Mr. Schmidt, 44, is the head of the High-z Supernova Search Team at the Australian National University in Weston Creek, Australia.
Mr. Riess, 42, is an astronomy professor at Johns Hopkins University and Space Telescope Science Institute in Baltimore, Maryland.
Excerpts from the Nobel
Excerpts from the citation awarding the 2011 Nobel Prize in physics to Mr. Perlmutter, who shared it with Mr. Schmidt and Mr. Riess “for the discovery of the accelerating expansion of the Universe through observations of distant supernovae.”
“They have studied several dozen exploding stars, called supernovae, and discovered that the Universe is expanding at an ever—accelerating rate. The discovery came as a complete surprise even to the Laureates themselves.”
“In 1998, cosmology was shaken at its foundations as two research teams presented their findings. Headed by Saul Perlmutter, one of the teams had set to work in 1988. Brian Schmidt headed another team, launched at the end of 1994, where Adam Riess was to play a crucial role. The research teams raced to map the Universe by locating the most distant supernovae.”
“The teams used a particular kind of supernova, called type Ia supernova. It is an explosion of an old compact star that is as heavy as the Sun but as small as the Earth. A single such supernova can emit as much light as a whole galaxy. All in all, the two research teams found over 50 distant supernovae whose light was weaker than expected — this was a sign that the expansion of the Universe was accelerating. The potential pitfalls had been numerous, and the scientists found reassurance in the fact that both groups had reached the same astonishing conclusion.”

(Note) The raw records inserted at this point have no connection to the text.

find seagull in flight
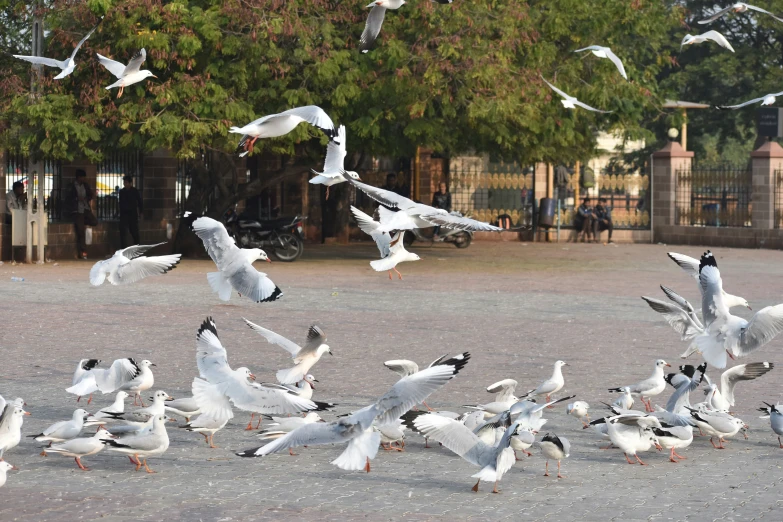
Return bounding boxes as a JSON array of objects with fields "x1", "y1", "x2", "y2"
[
  {"x1": 699, "y1": 2, "x2": 783, "y2": 24},
  {"x1": 541, "y1": 76, "x2": 614, "y2": 114},
  {"x1": 14, "y1": 26, "x2": 98, "y2": 80},
  {"x1": 572, "y1": 45, "x2": 628, "y2": 78}
]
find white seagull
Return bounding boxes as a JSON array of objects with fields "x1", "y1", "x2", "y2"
[
  {"x1": 680, "y1": 31, "x2": 734, "y2": 52},
  {"x1": 228, "y1": 105, "x2": 334, "y2": 158},
  {"x1": 572, "y1": 45, "x2": 628, "y2": 79},
  {"x1": 541, "y1": 76, "x2": 614, "y2": 114},
  {"x1": 310, "y1": 125, "x2": 361, "y2": 198},
  {"x1": 242, "y1": 317, "x2": 334, "y2": 384},
  {"x1": 193, "y1": 317, "x2": 318, "y2": 429},
  {"x1": 13, "y1": 27, "x2": 97, "y2": 80},
  {"x1": 90, "y1": 241, "x2": 182, "y2": 286},
  {"x1": 699, "y1": 2, "x2": 783, "y2": 24},
  {"x1": 237, "y1": 361, "x2": 468, "y2": 472},
  {"x1": 96, "y1": 49, "x2": 157, "y2": 98},
  {"x1": 192, "y1": 217, "x2": 283, "y2": 303}
]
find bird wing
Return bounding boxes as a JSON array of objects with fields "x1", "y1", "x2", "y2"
[
  {"x1": 413, "y1": 413, "x2": 490, "y2": 466},
  {"x1": 701, "y1": 31, "x2": 734, "y2": 52},
  {"x1": 122, "y1": 48, "x2": 147, "y2": 76},
  {"x1": 242, "y1": 317, "x2": 302, "y2": 357},
  {"x1": 642, "y1": 296, "x2": 704, "y2": 341},
  {"x1": 95, "y1": 53, "x2": 125, "y2": 80},
  {"x1": 604, "y1": 47, "x2": 628, "y2": 80},
  {"x1": 420, "y1": 209, "x2": 503, "y2": 232},
  {"x1": 196, "y1": 317, "x2": 232, "y2": 380},
  {"x1": 192, "y1": 217, "x2": 241, "y2": 270},
  {"x1": 277, "y1": 105, "x2": 334, "y2": 132},
  {"x1": 734, "y1": 304, "x2": 783, "y2": 356},
  {"x1": 698, "y1": 5, "x2": 750, "y2": 24},
  {"x1": 109, "y1": 254, "x2": 181, "y2": 285},
  {"x1": 71, "y1": 25, "x2": 98, "y2": 60},
  {"x1": 720, "y1": 362, "x2": 775, "y2": 406},
  {"x1": 359, "y1": 5, "x2": 386, "y2": 53},
  {"x1": 13, "y1": 54, "x2": 66, "y2": 69},
  {"x1": 375, "y1": 365, "x2": 462, "y2": 424}
]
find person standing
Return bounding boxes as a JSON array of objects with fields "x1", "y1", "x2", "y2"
[
  {"x1": 69, "y1": 169, "x2": 98, "y2": 259},
  {"x1": 120, "y1": 176, "x2": 144, "y2": 248}
]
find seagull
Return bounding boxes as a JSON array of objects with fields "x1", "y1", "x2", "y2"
[
  {"x1": 28, "y1": 408, "x2": 90, "y2": 450},
  {"x1": 704, "y1": 361, "x2": 775, "y2": 411},
  {"x1": 693, "y1": 252, "x2": 783, "y2": 368},
  {"x1": 759, "y1": 402, "x2": 783, "y2": 449},
  {"x1": 661, "y1": 251, "x2": 752, "y2": 308},
  {"x1": 680, "y1": 31, "x2": 734, "y2": 52},
  {"x1": 182, "y1": 414, "x2": 228, "y2": 449},
  {"x1": 343, "y1": 171, "x2": 503, "y2": 232},
  {"x1": 609, "y1": 359, "x2": 671, "y2": 411},
  {"x1": 192, "y1": 317, "x2": 318, "y2": 429},
  {"x1": 90, "y1": 241, "x2": 182, "y2": 286},
  {"x1": 0, "y1": 460, "x2": 19, "y2": 488},
  {"x1": 192, "y1": 217, "x2": 283, "y2": 303},
  {"x1": 572, "y1": 45, "x2": 628, "y2": 79},
  {"x1": 699, "y1": 2, "x2": 783, "y2": 24},
  {"x1": 96, "y1": 49, "x2": 157, "y2": 99},
  {"x1": 541, "y1": 76, "x2": 614, "y2": 114},
  {"x1": 237, "y1": 360, "x2": 467, "y2": 473},
  {"x1": 310, "y1": 125, "x2": 361, "y2": 198},
  {"x1": 370, "y1": 230, "x2": 421, "y2": 280},
  {"x1": 13, "y1": 26, "x2": 98, "y2": 80},
  {"x1": 228, "y1": 105, "x2": 334, "y2": 158},
  {"x1": 103, "y1": 415, "x2": 169, "y2": 473},
  {"x1": 538, "y1": 433, "x2": 571, "y2": 478},
  {"x1": 46, "y1": 428, "x2": 116, "y2": 471},
  {"x1": 525, "y1": 361, "x2": 568, "y2": 402},
  {"x1": 242, "y1": 317, "x2": 334, "y2": 384}
]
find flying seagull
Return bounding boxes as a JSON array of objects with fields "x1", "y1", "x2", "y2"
[
  {"x1": 541, "y1": 76, "x2": 614, "y2": 114},
  {"x1": 680, "y1": 31, "x2": 734, "y2": 52},
  {"x1": 699, "y1": 2, "x2": 783, "y2": 24},
  {"x1": 96, "y1": 49, "x2": 157, "y2": 98},
  {"x1": 14, "y1": 27, "x2": 97, "y2": 80},
  {"x1": 572, "y1": 45, "x2": 628, "y2": 79}
]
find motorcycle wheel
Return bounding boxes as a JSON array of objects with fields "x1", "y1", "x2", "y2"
[
  {"x1": 454, "y1": 232, "x2": 473, "y2": 248},
  {"x1": 274, "y1": 234, "x2": 304, "y2": 263}
]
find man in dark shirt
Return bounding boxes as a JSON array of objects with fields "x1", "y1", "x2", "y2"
[{"x1": 120, "y1": 176, "x2": 144, "y2": 248}]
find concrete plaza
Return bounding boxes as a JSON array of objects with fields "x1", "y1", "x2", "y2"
[{"x1": 0, "y1": 242, "x2": 783, "y2": 522}]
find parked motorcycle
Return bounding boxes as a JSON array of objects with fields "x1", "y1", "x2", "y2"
[{"x1": 225, "y1": 208, "x2": 307, "y2": 262}]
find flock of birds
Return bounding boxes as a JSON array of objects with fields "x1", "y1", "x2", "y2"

“For almost a century, the Universe has been known to be expanding as a consequence of the Big Bang about 14 billion years ago. However, the discovery that this expansion is accelerating is astounding. If the expansion will continue to speed up the Universe will end in ice. The acceleration is thought to be driven by dark energy, but what that dark energy is remains an enigma — perhaps the greatest in physics today. What is known is that dark energy constitutes about three quarters of the Universe. Therefore the findings of the 2011 Nobel Laureates in Physics have helped to unveil a Universe that to a large extent is unknown to science. And everything is possible again.”